Curt Trepte: The Deutsche Staatstheater (German State Theatre) in Engels, photograph (circa 1936)
Curt Trepte: The Deutsche Staatstheater (German State Theatre) in Engels, photograph (circa 1936)
Die Sache mit Engels macht sich.
[The thing in Engels is taking off. (ed. trans.)]
Erwin Piscator in a letter to Helene Weigel, 3 July 1936
The Soviet city Engels, capital of the Volga German Autonomous Soviet Socialist Republic, had a large theatre, the Deutsches Staatstheater from 1931 with seating for an audience of 800. The director Erwin Piscator had the idea of establishing a centre for German-language emigrant theatre there. A similar plan in Moscow had already failed. At the same time, film production facilities on a par with Hollywood were also to be developed thus providing the actors with additional work opportunities. Piscator wanted to bring theatre people and film-makers to Engels from their European places of exile.
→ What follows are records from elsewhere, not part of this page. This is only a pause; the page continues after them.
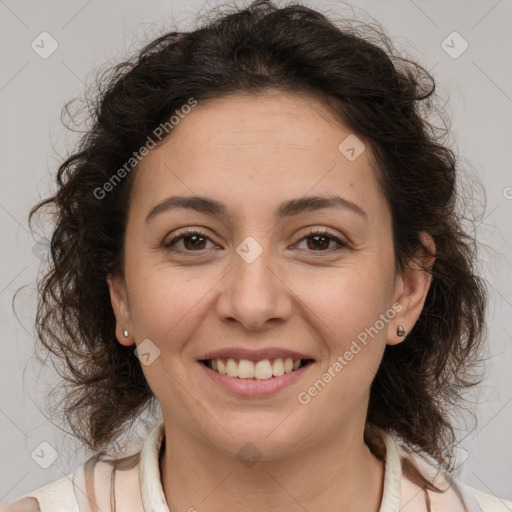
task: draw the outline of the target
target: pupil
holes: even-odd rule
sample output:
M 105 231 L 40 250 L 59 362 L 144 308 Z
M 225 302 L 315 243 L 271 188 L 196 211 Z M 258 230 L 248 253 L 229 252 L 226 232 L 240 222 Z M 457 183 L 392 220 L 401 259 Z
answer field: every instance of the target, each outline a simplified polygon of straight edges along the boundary
M 191 236 L 187 236 L 186 238 L 189 242 L 190 240 L 194 239 L 194 241 L 192 242 L 192 247 L 195 247 L 196 249 L 200 246 L 200 244 L 202 243 L 201 241 L 198 241 L 199 240 L 203 240 L 204 241 L 204 238 L 201 236 L 201 235 L 191 235 Z M 203 242 L 204 243 L 204 242 Z
M 329 240 L 327 239 L 326 236 L 324 235 L 315 235 L 315 236 L 312 236 L 310 237 L 310 239 L 313 239 L 315 240 L 315 242 L 313 243 L 313 248 L 320 248 L 320 249 L 325 249 L 325 241 L 327 240 L 327 246 L 329 245 Z M 320 243 L 320 244 L 317 244 L 316 242 L 318 242 L 319 239 L 323 239 L 324 240 L 324 243 Z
Many famous actors already lived in the USSR, for example, Alexander Granach, Carola Neher, Hermann Greid, Lotte Loebinger, Ernst Busch, Bernhard Reich, Maxim Vallentin, Gustav von Wangenheim and Piscator himself. From Switzerland he hoped to attract Karl Paryla, Leonard Steckel, Steckel’s wife Jo Mihaly and Wolfgang Langhoff, and from Scandinavia Helene Weigel and Guido Reif. Even Bertolt Brecht toyed with the idea of settling there.
In cooperation with German emigrants, plays such as William Shakespeare’s As You Like It, Henrik Ibsen’s Nora and Molière’s The Imaginary Invalid were brought to the stage in Engels. However, Piscator’s plans were frustrated by drawbacks which had to do with the poor living conditions in the region, resistance to his notion of theatre, fear of the competition by a local amateur troupe and general political developments in the Soviet Union.